Review of The Weather Underground (2002) by Steven H — 08 Jan 2009
A very interesting, if lacklustre documentary owing to the filmmakers' lack of proper focus and inability to put the Weathermen against the wall. The interviewees yammer on how they were seduced by the spirit of their time, with the Vietnam war going on and student protests and radicalism being widespread.
To me this is far from satisfactory as it is just a stock excuse deliberately used to ignore whatever unprocessed emotional traumas made the youngsters radicalise in the first place. Surely no one else bought their stories? Expressions 'I don't know what made me do it' and 'The Vietnam war made us a little crazy, I guess' may seem like they imply regret, which is the acceptable and expected reflection from them, but the interviewees definitely do not explore their motives fully.

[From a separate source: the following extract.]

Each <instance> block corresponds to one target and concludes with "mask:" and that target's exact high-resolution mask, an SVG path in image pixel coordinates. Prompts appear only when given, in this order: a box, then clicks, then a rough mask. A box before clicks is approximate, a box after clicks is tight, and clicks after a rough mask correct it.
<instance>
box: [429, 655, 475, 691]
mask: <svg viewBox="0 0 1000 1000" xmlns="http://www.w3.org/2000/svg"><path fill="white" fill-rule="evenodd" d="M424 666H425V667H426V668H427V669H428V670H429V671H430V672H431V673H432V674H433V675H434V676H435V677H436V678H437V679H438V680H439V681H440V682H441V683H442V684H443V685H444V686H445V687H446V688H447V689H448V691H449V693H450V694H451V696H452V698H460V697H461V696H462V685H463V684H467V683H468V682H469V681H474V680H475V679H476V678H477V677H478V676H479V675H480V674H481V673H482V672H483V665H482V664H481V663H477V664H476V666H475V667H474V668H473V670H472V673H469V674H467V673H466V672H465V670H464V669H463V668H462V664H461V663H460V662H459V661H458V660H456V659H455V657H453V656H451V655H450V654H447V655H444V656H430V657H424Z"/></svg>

Mark Rudd even explictly says that he cannot discuss his involvement in the organisation in public. Which raises the question: why to make the documentary in the first place then? What was more interesting about the documentary was the extend the Nixon government went to oppress dissidents, which became as a shock to me even though I have studied American history.
As far as politics and political theory go, that was far more important and deserving a documentary of its own, rather than the Weather Underground, who were - face it - a bunch of well-do, middle or upper-class white kids looking for adventure and direction in life.
This review of The Weather Underground (2002) was written by Steven H on 08 Jan 2009.
The Weather Underground has generally received very positive reviews.